Dialog który przemawia do nas Polaków wyjątkowo asertywnie. A niechby już raz na zawsze wszyscy wystrzelili się w kosmos i byłby spokój. Akcja filmu dzieje się w latach 40-50- tych, a w tym to czasie Rosjanie byli postrzegani bardzo pejoratywnie. NKWD plus nasze UB jako te dwa wyjątkowo koherentne ustrojstwa prześcigały się w zapełnianiu cel więziennych ciałem narodu Panów.
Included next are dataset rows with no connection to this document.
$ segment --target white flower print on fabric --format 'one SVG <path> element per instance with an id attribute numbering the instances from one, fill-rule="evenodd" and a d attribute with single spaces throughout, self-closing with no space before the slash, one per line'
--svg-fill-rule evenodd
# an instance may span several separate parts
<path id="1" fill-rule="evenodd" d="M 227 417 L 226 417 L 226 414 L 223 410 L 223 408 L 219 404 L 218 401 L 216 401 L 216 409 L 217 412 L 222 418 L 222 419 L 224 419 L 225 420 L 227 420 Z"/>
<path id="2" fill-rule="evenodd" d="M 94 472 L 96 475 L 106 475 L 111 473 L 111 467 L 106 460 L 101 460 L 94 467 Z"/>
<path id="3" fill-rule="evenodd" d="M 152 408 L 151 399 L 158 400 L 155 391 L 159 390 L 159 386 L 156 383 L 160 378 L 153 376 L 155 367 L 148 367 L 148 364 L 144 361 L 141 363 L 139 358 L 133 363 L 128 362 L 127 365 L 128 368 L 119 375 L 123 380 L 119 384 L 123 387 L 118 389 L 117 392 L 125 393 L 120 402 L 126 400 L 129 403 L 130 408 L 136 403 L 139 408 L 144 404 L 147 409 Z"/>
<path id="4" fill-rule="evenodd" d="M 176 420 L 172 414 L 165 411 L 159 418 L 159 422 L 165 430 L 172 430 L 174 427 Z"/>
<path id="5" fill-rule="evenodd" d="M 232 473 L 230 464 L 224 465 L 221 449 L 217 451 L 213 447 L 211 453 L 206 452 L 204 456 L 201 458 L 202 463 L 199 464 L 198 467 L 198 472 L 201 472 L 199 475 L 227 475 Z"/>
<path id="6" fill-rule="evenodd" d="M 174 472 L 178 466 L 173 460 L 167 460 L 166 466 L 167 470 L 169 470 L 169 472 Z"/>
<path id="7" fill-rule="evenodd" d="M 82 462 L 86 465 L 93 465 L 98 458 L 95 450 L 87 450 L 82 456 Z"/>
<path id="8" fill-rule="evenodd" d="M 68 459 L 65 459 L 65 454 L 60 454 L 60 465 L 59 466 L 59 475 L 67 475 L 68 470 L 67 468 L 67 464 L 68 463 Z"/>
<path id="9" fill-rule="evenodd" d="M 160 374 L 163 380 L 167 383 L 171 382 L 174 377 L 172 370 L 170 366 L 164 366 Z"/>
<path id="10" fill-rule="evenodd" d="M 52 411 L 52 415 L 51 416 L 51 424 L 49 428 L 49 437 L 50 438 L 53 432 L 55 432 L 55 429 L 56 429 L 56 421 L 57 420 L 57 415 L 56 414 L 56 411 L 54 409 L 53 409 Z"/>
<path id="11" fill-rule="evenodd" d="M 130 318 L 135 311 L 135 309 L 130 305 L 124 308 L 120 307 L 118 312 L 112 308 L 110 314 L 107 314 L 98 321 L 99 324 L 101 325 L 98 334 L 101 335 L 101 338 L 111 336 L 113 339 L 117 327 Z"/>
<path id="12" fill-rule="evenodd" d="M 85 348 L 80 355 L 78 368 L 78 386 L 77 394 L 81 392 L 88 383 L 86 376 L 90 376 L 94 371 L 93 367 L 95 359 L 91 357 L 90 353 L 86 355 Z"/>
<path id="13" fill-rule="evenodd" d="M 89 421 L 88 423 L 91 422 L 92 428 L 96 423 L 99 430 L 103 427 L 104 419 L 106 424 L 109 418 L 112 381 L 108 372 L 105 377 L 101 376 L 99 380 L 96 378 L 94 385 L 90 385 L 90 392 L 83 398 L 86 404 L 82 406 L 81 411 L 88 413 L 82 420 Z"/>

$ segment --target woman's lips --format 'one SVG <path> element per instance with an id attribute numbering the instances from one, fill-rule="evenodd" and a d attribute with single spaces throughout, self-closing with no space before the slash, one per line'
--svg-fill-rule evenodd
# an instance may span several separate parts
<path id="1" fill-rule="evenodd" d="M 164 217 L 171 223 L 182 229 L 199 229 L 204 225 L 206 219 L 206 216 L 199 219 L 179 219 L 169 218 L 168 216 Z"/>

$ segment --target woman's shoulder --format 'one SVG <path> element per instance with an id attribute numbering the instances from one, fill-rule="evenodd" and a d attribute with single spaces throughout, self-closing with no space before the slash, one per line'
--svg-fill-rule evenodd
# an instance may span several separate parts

Mijały lata, dziesiątki lat, rządy, a nawet ustroje się zmieniały a mimo to nienawiść Polaków do „ruskich” spetryfikowała się na tyle, że gdyby chcieć to jakoś rozmiękczyć, czy też chociażby spowodować lekkie spulchnienie, najlepiej, a nawet najmiłosierniej po katolicku, by było otrzymywać ciągłe dramatyczne wiadomości zza wschodniej granicy o wyjątkowych katastrofach lotniczych, zamachach terrorystycznych, powodziach, pożarach, czy też trzęsieniach ziemi. Takim oto uczuciem, taką oto „empatią” całe masy naszych rodaków darzą Rosjan. Dobrze im tak. I nic nie pomogły w tym względzie przez długie lata setki „pociągów przyjaźni”. Nic nie pomogły organizowane wzajemnie festiwale piosenek. Rosyjskich w Zielonej Górze, polskich gdzieś tam, bodajże w Soczi. I nic nie pomógł wprost narodowy, jakże prawdziwy smutek i ból narodów Rosji po katastrofie smoleńskiej. Wyjątkowa postawa rządu rosyjskiego, w tym ludzkie, opiekuńcze odruchy w stosunku do rodzin ofiar katastrofy zadziwiły nie tylko nas Polaków, ale cały wręcz świat. Na nic to wszystko?. Bardzo to ciekawe.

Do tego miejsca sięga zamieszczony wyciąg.